En août, les stratégies alternatives ont enregistré un modeste gain de 0,02 % selon l’Edhec Institute, ce qui est néanmoins meilleur que le S&P 500, qui reculait de 4,51 %. Malgré les pertes des obligations convertibles et un rétrécissement des spreads, la stratégie arbitrage de convertibles a profité de la chute des marchés actions pour dégager une performance positive (+1,25 %) pour le troisième mois consécutif, commente l’Edhec. Et en dépit des pertes sur le marché des matières premières, la stratégie CTA Global a affiché un gain important (+3,04 %), son meilleur depuis novembre. Les faibles performances sur les marchés actions ont naturellement eu un impact sur les stratégies actions. Après des gains confortables en juillet, les stratégies equity market neutral (-0,57 %), event-driven (-0,29 %) et long/short equity (-0 ,96 %) ont toutes perdu du terrain. Curieusement, malgré la baisse de l’exposition au marché actions, la stratégie equity market neutral n’a pas été celle qui a le mieux performé (-0,57 %). Dans le même temps, la stratégie fixed income arbitrage a dégagé un gain important (+0,99 %).

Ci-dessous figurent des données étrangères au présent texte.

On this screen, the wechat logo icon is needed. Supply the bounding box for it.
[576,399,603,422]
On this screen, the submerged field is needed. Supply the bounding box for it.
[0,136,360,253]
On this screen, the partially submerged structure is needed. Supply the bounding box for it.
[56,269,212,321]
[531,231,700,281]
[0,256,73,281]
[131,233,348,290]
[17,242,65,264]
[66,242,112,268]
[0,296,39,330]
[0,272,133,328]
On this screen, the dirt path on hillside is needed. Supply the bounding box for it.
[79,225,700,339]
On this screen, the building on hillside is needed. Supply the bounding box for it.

Les firmes buyside sont de plus en plus intéressées par les problématiques de développement durable. Selon la huitième édition de l’enquête annuelle Thomson Reuters Extel/ UKSIF sur l’investissement SRI, près de 90% des firmes buyside envisagent d’augmenter leurs investissements socialement responsables ou leur allocation dédiée au développement durable. L’enquête indique aussi que le buyside accorde beaucoup plus d’importance sur les problématiques de développement durable dans les travaux de recherche et de conseil qu’ils recoivent des brokers.La première firme distinguée pour l’investissement socialement responsable est Threadneedle Asset Management, devant Aviva Global Investors et BlackRock Investment Management. A noter également la première place attribuée à Société Générale pour la recherche SRI, devant CA Cheuvreux et UBS.

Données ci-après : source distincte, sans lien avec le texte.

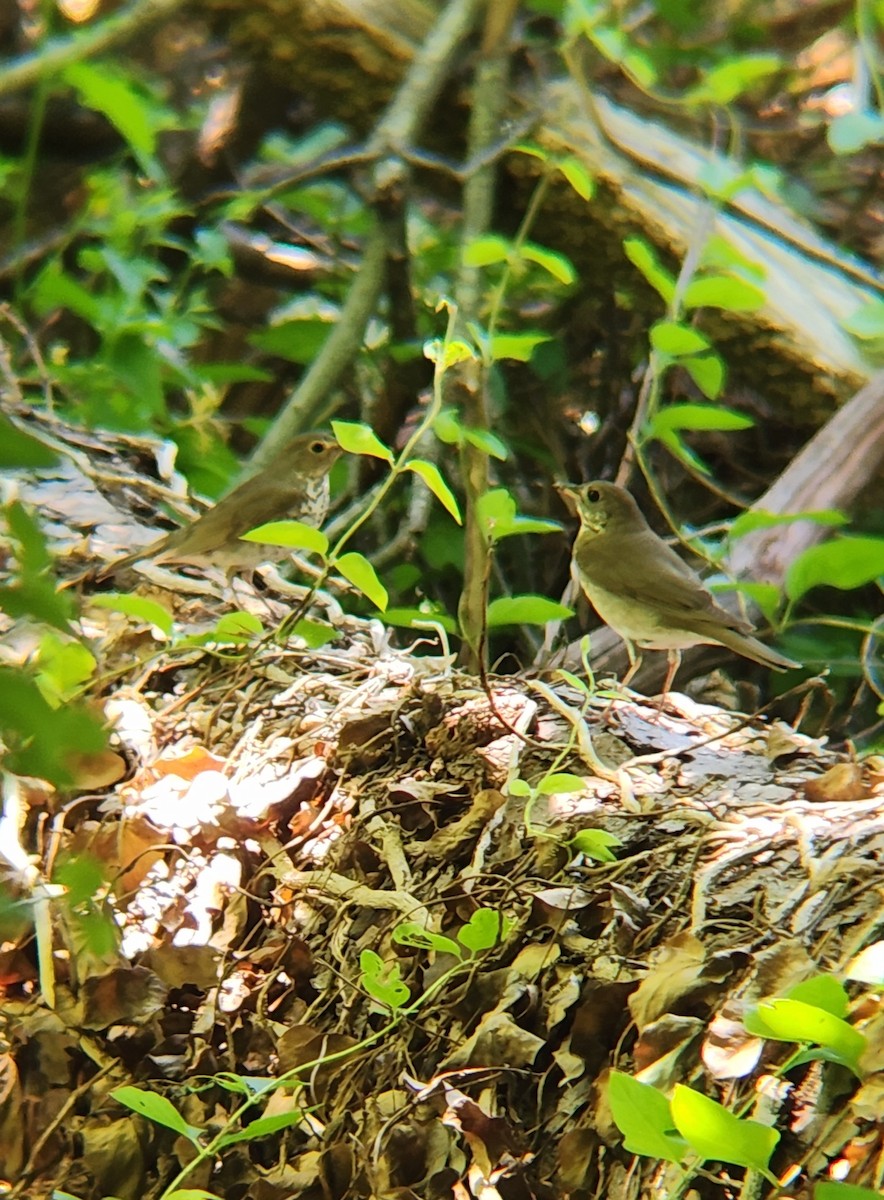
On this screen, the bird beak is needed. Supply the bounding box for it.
[553,484,579,516]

Selon L’Agefi suisse, le groupe suisse UBS ne joue plus qu’un rôle modeste dans le private equity. UBS est pratiquement absent dans le domaine du lead equity (LBO ou rachats d’entreprise par endettement et opérations connexes). Durant les quatre à cinq dernières années, UBS a continuellement réduit, à un très faible niveau, ses investissements dans des participations industrielles. UBS reste avant tout présent dans le private equity au profit de clients, en tant que conseiller de placements dans la gestion alternative.